Introduction to film
Film Analysis: All Quiet on the Western Front
Lewis Milestone’s All Quiet on the Western Front was one of the first realistic war films of its time. This film works to make a powerful statement about the misconceptions of war and fighting. Its message is one that anyone who has seen war close up can attest to. Regardless of time, location, or people, these realities have remained the same, which is why this film has grown to be a timeless classic. The purpose of this assignment will be to critique and analyze based in terms of film structure, acting, cinematography, editing, and musical score.
Based on the book of the same name written by Erich Maria Remarque, the story bases itself off Remarque’s own experiences as a German soldier during World War I. His book highlights both the physical and mental stress one goes through in war, as well as the detachment they feel once they return to civilian life. Since it was published in 1928, the book sold over 2.5 million copies, and has been translated into 25 different languages.
All Quiet on the Western Front won the Academy award for best picture in 1930. This film was directed by Lewis Milestone, and produced by Carl Laemmle, Jr. The screenplay was written by George Abbott. The musical underscore is accredited to David Broekman, with cinematography by Arthur Edeson.

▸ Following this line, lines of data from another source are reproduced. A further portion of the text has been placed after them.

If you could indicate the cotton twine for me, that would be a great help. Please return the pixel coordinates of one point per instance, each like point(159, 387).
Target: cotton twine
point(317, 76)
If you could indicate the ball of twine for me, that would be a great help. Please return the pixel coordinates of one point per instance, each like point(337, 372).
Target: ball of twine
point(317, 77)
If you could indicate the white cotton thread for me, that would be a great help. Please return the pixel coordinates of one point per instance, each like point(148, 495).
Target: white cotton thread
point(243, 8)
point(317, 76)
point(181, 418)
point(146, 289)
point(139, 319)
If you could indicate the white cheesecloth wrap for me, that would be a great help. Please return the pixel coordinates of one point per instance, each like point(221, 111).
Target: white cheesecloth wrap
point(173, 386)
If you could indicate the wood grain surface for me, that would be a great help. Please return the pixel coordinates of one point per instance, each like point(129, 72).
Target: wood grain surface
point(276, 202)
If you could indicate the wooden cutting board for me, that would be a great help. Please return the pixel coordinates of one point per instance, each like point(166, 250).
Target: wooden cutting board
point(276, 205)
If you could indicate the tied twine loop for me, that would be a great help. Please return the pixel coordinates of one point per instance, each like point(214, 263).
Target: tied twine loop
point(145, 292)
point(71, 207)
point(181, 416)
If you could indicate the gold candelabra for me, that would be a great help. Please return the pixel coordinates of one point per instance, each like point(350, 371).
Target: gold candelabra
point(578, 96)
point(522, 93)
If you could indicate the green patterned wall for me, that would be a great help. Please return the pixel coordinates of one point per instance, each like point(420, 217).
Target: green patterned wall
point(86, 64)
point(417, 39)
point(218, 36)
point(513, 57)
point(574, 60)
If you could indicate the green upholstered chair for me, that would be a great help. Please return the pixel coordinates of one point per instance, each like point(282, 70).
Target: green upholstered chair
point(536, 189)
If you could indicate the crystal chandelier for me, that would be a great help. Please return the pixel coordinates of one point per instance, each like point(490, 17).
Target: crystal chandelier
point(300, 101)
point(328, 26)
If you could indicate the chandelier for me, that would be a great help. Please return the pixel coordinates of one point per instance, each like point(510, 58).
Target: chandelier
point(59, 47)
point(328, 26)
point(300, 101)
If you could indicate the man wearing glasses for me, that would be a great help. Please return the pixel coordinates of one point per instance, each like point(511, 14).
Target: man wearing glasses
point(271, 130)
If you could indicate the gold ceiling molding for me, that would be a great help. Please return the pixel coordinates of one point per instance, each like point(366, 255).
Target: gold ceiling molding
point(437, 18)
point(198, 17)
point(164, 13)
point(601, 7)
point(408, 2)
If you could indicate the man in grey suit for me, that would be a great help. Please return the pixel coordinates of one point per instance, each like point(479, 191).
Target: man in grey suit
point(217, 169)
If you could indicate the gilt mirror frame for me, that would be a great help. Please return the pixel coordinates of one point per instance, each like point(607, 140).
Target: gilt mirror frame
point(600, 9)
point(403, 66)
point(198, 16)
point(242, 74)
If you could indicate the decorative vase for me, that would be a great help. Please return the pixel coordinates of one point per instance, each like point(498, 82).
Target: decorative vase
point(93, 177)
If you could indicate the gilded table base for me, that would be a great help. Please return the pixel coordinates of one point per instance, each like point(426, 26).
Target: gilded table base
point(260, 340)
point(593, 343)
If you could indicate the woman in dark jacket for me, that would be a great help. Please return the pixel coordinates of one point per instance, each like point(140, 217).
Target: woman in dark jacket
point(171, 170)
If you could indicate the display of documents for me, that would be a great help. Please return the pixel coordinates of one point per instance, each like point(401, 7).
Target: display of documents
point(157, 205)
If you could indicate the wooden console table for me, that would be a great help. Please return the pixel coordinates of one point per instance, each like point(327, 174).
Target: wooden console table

The film follows the journey of several young boys who are persuaded to enlist into the German army during World War I by the passionate words of their overly patriotic schoolteacher. Once they arrive at basic training they are all eager to begin honing their skills. This excitement is soon killed when they meet their instructor, Himeltoss, who’s strict and punitive methods of training, gives the young recruits a serious wake up call from what they had originally hoped for. Once they complete their training they are sent to the frontlines, where they are greeted by fear, hunger, and death. The young soldiers are soon taken under the guidance of Stanislaus “Kat” Katczinsky, who teaches them everything he knows about staying alive in combat. After their first encounter with a barrage of artillery, they all come to realize that there is nothing glorious or heroic about fighting for one’s country. The film itself pays close attention to the exploits of one Paul Baumer, who eventually returns home after serving on the frontlines and experiencing war firsthand, and finds his same teacher giving the same speech to more young students. He tells them of his experiences, and attempts to explain the realities of war only to be denounced and labelled a coward. He then realizes that he has nothing in common with the home he left behind, and chooses to return to his company at the frontlines. The film ends with Paul reaching out to examine a butterfly he notices while sitting in his trench, only to be shot dead by an enemy sniper.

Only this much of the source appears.